The smaller man stepped closer. The glow of moonlight revealed his youthfulness. Gaunt face, huge, nervous eyes, and not a hair on his chin. “Turn ’em out.”
“Your pockets,” the bulky pistol wielder clarified in a smoke-roughened voice.
Aidan sensed the young man’s nervousness. If he took down the large one without getting a hole through the chest, he suspected the boy would scarper.
“Afraid you didn’t hear me, gents. I’ve no money.”
His response took the behemoth by surprise, and Aidan seized the moment, lifting his arm and coming down hard on the beast’s forearm, forcing the pistol away.
The man grunted, recovered quickly, and wound his own massive arm back to strike.
Aidan moved quicker. With a balled fist, he caught the edge of the brawny man’s jaw. The brute faltered, stumbling back, before his pistol clattered to the pavement. Rather than retrieve the weapon, the man bent at the waist and leaned forward as if he m
eant to use his body as a battering ram.
A foolish move.
Aidan swiped the man’s smokestack hat away, gripped his bald head, and jerked a knee up to smash his nose. A guttural yawp told him he’d found his mark, and the large man dropped onto the slick cobblestones with a thud.

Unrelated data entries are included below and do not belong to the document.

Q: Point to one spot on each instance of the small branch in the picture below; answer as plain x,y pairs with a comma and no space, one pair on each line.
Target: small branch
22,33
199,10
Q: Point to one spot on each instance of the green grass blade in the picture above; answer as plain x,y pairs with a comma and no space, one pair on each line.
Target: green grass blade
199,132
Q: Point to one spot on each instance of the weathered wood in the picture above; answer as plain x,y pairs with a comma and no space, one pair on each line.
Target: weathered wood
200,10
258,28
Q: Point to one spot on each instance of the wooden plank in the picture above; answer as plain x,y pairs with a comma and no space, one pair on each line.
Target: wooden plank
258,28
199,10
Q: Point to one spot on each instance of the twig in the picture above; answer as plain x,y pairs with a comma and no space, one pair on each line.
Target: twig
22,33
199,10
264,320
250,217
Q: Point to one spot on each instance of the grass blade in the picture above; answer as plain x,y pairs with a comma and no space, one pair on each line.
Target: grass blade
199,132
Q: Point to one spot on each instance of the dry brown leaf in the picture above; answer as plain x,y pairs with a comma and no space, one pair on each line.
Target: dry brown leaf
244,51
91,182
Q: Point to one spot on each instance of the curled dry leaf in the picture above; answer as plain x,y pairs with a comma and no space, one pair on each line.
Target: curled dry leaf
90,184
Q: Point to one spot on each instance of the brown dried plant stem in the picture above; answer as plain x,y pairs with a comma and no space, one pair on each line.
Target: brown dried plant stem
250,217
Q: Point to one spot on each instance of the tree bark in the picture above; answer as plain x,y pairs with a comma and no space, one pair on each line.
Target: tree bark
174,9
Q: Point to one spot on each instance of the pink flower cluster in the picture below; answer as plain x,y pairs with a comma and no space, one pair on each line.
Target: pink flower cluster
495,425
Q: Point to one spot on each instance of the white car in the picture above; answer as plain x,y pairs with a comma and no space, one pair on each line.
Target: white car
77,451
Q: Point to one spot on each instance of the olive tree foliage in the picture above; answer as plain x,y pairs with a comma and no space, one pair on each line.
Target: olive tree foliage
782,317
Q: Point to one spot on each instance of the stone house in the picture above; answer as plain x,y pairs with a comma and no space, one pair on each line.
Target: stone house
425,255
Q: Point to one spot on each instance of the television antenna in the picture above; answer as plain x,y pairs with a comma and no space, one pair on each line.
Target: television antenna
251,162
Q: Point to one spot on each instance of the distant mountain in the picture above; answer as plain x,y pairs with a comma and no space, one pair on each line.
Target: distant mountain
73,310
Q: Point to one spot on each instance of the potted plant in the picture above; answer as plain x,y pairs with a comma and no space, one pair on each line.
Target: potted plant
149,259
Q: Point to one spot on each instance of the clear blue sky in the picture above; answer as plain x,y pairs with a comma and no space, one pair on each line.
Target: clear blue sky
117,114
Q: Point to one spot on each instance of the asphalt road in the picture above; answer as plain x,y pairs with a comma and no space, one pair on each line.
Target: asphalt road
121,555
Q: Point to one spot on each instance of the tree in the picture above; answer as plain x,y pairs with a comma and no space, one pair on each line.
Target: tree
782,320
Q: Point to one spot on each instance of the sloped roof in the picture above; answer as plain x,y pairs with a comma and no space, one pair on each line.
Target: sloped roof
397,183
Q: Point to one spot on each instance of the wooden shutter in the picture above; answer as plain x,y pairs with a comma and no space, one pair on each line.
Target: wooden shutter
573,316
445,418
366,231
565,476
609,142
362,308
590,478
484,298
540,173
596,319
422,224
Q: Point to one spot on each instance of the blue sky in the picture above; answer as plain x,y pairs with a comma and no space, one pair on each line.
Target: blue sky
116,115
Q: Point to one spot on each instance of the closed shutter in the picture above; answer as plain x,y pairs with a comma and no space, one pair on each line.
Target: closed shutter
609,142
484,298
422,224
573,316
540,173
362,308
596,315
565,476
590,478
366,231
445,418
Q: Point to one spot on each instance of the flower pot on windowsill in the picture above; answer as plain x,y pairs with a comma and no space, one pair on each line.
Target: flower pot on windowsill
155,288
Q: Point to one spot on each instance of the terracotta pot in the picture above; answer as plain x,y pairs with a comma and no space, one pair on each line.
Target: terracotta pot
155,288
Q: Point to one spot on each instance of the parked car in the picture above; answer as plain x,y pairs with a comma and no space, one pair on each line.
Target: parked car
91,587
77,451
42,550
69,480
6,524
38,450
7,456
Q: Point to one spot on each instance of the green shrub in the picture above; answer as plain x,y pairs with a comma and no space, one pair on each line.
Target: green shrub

Unfortunately, the younger man didn’t retreat as expected.
An object came at Aidan, a flash of movement in the dark. Shooting pain lanced through his temple and he faltered, dropping to one knee. Shadows swelled in his periphery.
The youth gripped a handful of hair and wrenched Aidan’s head back.
“Fool. Why’d you have to go and fight?” The lad’s accent was sharper than that of his bulky compatriot, almost polished.
“I’m not fond of thieves.” Aidan struggled to see and speak clearly.
“What kind of toff doesn’t have a farthing to pinch? You’ll forget you ever seen us if you know what’s good for you.”
Aidan sensed the man’s movement and saw the object he’d been struck with raised up high for another blow.
“Stop!” A shout echoed off the row of town houses.
Dizziness made his vision swim, but moon glow revealed a woman. An angry woman, rushing toward his attacker, wielding a closed umbrella raised like a sword.
Hands braced on wet cobblestones, Aidan tried to force his body up. How could one blow turn his legs to jelly?
He had to stand. He had to fight. There’d been more brawls in his life than breakfasts. Now there was a woman to protect. To hell with being caught off guard by some young scalawag.
He had to protect her.
Chapter Two
Diana spotted the men the moment she entered the mews.
Rather than join the gentlemen queuing in the rain to enter Professor Woodson’s house, she’d slipped around to the back garden. Because she was a frequent visitor of the professor and his family, the servants knew her well. She could be warm and settled before the gentlemen filed inside.
But the three men standing in the rain struck her as decidedly odd.
She considered turning back and wading through the sea of lecture goers in front. Any sensible young woman wouldn’t be traipsing around alone in the dark.